Pour terminer, on ne peut passer sous silence les versions
longues (les fameux «extended edition») de chaque film. La version de 3h 30 de
FELLOWSHIP OF THE RING confère subtilement à la réalisation un souffle plus
ample et un rythme plus fluide. C’est à mon avis la meilleure des «versions
longue» de la trilogie.
La version allongée de TWO TOWERS se rapproche plus de
l’esprit de démesure du troisième volet. Environ 40 minutes ont été ajoutées,
ce qui procure une meilleure compréhension narrative que la version cinéma,
mais avec ses nombreuses intrigues et personnages, le récit peut paraître parfois
dispersé.
Quant à la version de 4h 10 (!) de RETURN OF THE KING, elle
vaut le détour pour sa splendeur et son ampleur épiques inégalés.
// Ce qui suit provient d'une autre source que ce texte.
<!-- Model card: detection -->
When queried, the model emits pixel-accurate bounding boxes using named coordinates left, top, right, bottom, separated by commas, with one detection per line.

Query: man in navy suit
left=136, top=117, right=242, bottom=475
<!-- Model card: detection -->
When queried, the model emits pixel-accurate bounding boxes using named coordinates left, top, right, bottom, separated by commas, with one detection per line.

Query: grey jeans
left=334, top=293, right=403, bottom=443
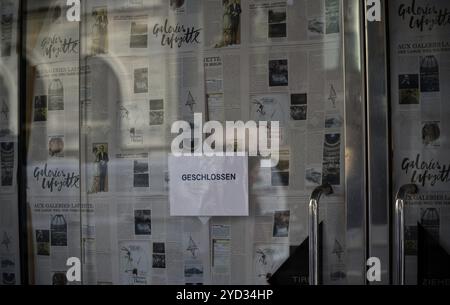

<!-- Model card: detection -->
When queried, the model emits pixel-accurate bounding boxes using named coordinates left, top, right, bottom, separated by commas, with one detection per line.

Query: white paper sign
left=169, top=156, right=248, bottom=216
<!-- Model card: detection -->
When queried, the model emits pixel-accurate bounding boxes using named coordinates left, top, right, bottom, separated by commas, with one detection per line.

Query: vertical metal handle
left=394, top=184, right=419, bottom=285
left=308, top=183, right=333, bottom=285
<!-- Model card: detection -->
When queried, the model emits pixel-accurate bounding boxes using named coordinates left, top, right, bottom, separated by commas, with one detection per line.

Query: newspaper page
left=389, top=0, right=450, bottom=285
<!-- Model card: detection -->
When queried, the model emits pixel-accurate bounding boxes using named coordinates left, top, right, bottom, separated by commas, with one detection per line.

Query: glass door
left=21, top=1, right=84, bottom=285
left=19, top=0, right=366, bottom=285
left=0, top=1, right=23, bottom=285
left=388, top=0, right=450, bottom=285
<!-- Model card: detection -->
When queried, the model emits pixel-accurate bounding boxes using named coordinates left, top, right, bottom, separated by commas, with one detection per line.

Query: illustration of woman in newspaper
left=216, top=0, right=242, bottom=48
left=91, top=7, right=108, bottom=55
left=222, top=0, right=231, bottom=46
left=91, top=144, right=109, bottom=193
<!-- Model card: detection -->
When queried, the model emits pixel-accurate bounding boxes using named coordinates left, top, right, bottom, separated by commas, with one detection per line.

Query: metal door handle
left=308, top=183, right=333, bottom=285
left=394, top=184, right=419, bottom=285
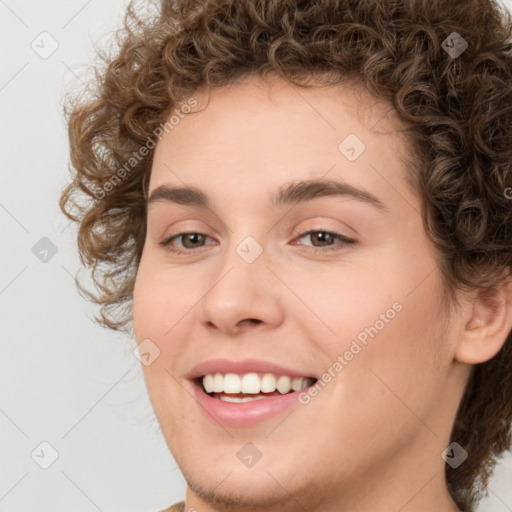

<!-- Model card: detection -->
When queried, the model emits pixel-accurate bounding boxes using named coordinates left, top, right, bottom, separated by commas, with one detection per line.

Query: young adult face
left=133, top=77, right=469, bottom=511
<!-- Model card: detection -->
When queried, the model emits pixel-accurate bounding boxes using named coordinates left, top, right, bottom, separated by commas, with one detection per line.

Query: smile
left=202, top=373, right=315, bottom=403
left=187, top=359, right=317, bottom=427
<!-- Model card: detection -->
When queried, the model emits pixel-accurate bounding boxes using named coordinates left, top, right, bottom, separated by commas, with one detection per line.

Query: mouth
left=196, top=372, right=317, bottom=403
left=190, top=372, right=317, bottom=427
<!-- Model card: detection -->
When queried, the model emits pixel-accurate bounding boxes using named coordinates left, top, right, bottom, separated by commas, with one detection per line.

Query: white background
left=0, top=0, right=512, bottom=512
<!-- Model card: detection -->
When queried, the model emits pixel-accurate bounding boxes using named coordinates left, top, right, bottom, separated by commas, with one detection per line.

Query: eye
left=159, top=229, right=356, bottom=254
left=297, top=229, right=356, bottom=251
left=159, top=232, right=216, bottom=254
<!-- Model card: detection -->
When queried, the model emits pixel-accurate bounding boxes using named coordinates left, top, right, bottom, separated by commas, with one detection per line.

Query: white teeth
left=292, top=377, right=307, bottom=391
left=203, top=372, right=314, bottom=396
left=277, top=375, right=292, bottom=395
left=224, top=373, right=242, bottom=393
left=242, top=373, right=260, bottom=394
left=212, top=373, right=224, bottom=393
left=260, top=373, right=276, bottom=393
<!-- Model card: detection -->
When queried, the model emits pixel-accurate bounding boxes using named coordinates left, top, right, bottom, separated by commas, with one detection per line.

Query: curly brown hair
left=60, top=0, right=512, bottom=510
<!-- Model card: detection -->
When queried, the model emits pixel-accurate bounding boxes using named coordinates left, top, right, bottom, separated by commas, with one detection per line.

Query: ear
left=455, top=278, right=512, bottom=364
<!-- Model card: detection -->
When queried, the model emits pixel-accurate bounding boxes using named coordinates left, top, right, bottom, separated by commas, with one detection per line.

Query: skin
left=133, top=77, right=512, bottom=512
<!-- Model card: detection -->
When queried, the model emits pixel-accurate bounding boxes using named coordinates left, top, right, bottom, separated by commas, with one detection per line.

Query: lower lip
left=188, top=382, right=307, bottom=427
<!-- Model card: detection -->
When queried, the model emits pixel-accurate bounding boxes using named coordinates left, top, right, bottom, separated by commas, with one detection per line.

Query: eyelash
left=159, top=229, right=356, bottom=254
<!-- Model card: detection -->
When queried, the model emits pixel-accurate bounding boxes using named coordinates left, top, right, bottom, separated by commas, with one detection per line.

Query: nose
left=199, top=239, right=284, bottom=336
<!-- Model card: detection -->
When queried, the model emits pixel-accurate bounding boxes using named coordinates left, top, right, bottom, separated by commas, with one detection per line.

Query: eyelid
left=158, top=227, right=357, bottom=254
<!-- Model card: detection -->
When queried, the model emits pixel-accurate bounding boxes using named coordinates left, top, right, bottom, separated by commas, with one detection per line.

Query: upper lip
left=186, top=359, right=315, bottom=380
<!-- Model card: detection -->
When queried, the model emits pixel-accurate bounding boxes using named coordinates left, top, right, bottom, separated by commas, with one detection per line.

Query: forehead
left=149, top=76, right=416, bottom=208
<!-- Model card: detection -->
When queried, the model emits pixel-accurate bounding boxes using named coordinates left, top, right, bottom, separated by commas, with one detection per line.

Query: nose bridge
left=201, top=232, right=282, bottom=332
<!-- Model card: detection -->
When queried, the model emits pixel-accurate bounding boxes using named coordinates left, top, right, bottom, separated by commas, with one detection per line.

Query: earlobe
left=455, top=279, right=512, bottom=364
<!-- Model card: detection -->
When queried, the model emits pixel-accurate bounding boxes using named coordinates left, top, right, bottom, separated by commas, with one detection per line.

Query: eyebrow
left=148, top=180, right=388, bottom=211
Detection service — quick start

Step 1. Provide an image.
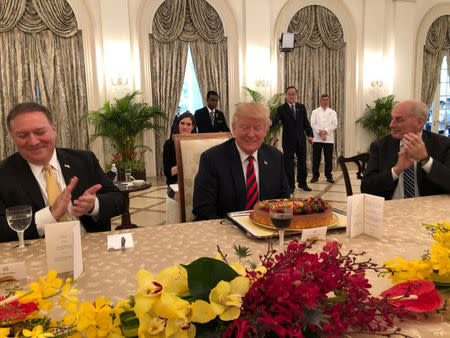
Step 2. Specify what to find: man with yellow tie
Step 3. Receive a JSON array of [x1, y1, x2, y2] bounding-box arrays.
[[0, 102, 126, 242]]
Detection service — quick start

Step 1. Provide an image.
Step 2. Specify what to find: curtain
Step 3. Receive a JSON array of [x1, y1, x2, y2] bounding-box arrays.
[[421, 15, 450, 106], [150, 34, 188, 175], [0, 0, 87, 158], [150, 0, 228, 174], [285, 6, 345, 158]]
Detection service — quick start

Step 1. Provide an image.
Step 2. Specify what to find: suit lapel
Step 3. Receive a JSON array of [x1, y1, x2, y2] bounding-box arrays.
[[14, 153, 45, 209], [229, 140, 247, 210]]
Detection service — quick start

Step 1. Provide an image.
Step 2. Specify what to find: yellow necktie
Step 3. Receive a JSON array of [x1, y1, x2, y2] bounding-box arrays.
[[44, 163, 67, 222]]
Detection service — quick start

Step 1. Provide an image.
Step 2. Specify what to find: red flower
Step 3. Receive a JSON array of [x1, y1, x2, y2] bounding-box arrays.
[[0, 297, 38, 325], [381, 280, 442, 313]]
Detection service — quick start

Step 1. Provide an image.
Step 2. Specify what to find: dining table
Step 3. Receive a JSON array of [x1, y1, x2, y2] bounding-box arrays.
[[0, 195, 450, 337]]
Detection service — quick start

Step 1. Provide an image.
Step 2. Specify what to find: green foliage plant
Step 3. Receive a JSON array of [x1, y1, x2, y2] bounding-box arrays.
[[242, 86, 284, 146], [82, 91, 167, 171], [356, 95, 398, 138]]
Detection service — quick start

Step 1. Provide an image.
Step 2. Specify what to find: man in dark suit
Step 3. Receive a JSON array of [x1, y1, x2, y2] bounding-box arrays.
[[194, 90, 230, 133], [0, 102, 126, 242], [272, 86, 314, 193], [193, 103, 289, 220], [361, 100, 450, 200]]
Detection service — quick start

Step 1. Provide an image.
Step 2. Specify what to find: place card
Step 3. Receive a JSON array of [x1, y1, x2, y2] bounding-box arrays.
[[347, 194, 384, 238], [106, 232, 134, 250], [300, 227, 328, 242], [0, 262, 26, 282], [45, 221, 83, 278]]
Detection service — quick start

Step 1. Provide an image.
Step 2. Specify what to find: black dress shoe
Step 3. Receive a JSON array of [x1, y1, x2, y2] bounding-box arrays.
[[298, 184, 312, 191]]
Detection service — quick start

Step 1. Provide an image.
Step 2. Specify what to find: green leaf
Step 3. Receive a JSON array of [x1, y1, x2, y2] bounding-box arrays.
[[182, 257, 239, 302]]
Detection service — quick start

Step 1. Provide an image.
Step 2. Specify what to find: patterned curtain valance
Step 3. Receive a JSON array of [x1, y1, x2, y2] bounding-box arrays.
[[0, 0, 78, 37], [152, 0, 224, 43], [425, 15, 450, 54], [288, 6, 345, 49]]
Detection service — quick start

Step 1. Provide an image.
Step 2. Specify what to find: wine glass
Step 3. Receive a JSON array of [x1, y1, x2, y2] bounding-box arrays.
[[269, 202, 292, 251], [6, 205, 33, 250]]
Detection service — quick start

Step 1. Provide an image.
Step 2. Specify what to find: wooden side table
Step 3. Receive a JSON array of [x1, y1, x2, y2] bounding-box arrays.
[[116, 182, 152, 230]]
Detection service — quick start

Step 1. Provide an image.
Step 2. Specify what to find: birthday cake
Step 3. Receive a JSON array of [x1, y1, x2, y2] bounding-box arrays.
[[250, 197, 334, 229]]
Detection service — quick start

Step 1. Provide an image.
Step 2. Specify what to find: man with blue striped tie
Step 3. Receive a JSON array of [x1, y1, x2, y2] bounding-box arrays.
[[361, 100, 450, 199]]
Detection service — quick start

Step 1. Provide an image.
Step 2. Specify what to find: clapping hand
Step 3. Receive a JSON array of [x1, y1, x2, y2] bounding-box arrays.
[[71, 184, 102, 217], [50, 176, 78, 220]]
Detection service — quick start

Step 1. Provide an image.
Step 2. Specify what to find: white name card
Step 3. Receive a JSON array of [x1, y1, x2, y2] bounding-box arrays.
[[300, 227, 328, 242], [45, 221, 83, 278], [0, 262, 26, 282], [347, 194, 384, 238]]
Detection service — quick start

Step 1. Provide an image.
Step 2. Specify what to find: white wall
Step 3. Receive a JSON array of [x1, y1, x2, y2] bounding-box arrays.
[[69, 0, 450, 175]]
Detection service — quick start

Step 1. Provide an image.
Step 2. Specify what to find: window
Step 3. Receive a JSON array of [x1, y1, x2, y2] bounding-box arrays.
[[425, 56, 450, 137], [178, 47, 203, 114]]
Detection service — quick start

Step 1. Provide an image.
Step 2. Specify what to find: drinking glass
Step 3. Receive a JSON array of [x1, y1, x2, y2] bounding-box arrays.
[[269, 202, 292, 252], [125, 169, 131, 182], [6, 205, 33, 250]]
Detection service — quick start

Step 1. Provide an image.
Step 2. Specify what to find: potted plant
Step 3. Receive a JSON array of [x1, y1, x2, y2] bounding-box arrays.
[[242, 86, 284, 147], [82, 91, 167, 180], [356, 95, 398, 139]]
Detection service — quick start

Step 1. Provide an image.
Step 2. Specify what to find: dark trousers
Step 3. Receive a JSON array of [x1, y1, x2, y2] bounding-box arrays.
[[313, 142, 333, 178], [283, 142, 308, 189]]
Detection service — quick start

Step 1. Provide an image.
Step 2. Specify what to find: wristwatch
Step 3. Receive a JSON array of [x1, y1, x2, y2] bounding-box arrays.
[[419, 155, 431, 167]]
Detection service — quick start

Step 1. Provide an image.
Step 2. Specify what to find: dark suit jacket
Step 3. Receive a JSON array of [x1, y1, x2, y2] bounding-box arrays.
[[194, 107, 230, 133], [272, 102, 314, 151], [0, 148, 125, 242], [193, 138, 289, 220], [361, 130, 450, 200]]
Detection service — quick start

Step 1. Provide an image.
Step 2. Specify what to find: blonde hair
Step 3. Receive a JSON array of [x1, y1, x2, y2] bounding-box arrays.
[[232, 102, 272, 127]]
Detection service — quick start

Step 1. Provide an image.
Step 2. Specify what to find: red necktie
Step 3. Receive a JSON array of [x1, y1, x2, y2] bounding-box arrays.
[[245, 155, 258, 210]]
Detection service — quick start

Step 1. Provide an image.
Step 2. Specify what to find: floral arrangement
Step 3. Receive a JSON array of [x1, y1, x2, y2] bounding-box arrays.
[[0, 240, 442, 338], [384, 222, 450, 289]]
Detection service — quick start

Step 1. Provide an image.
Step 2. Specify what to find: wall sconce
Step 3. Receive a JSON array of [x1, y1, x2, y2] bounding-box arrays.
[[370, 80, 383, 89], [255, 79, 270, 88]]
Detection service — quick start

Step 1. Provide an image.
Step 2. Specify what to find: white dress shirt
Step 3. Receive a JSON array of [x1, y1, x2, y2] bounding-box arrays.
[[311, 107, 338, 143], [391, 140, 433, 200], [28, 150, 99, 237], [236, 143, 259, 201]]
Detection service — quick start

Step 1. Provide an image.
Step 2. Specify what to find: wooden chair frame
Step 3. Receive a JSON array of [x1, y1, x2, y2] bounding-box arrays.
[[173, 132, 233, 223], [337, 153, 370, 196]]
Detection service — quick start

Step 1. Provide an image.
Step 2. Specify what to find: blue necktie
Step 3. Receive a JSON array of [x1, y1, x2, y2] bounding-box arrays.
[[403, 164, 416, 198]]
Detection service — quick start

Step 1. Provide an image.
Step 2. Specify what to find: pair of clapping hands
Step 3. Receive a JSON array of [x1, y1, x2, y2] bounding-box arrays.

On découvre
enfin avec plaisir la mort spectaculaire de Sarouman, alors que d’autres scènes
donne un peu plus d’importance à certains personnages (ex : Faramir,
Merry, Pippin, Eowyn). Par contre, au cumulatif, le montage de cette version
longue peut donner un effet de surenchère. Sans doute un croisement entre la
version cinéma et l’«extended edition» aurait été parfaite.
Et voîlà, d'ici là, il ne faudrait pas se faire des attentes démesurés pour THE HOBBIT. L'oeuvre originale a d'ailleurs été écrite par Tolkien avant son célèbre THE LORD OF THE RINGS. Il n'avait pas encore développé l'histoire combien complexe, riche et imaginative qu'allaient devenir THE LORD OF THE RINGS. Mais parions que Peter Jackson ne fera pas les choses à moitié avec les moyens techniques mis à sa disposition. Il les mettra, on l'espère de nouveau, au service du plaisir du récit. Et avec un Bilbo, Gandalf et 13 Nains, l'aventure risque d'être assez colorée!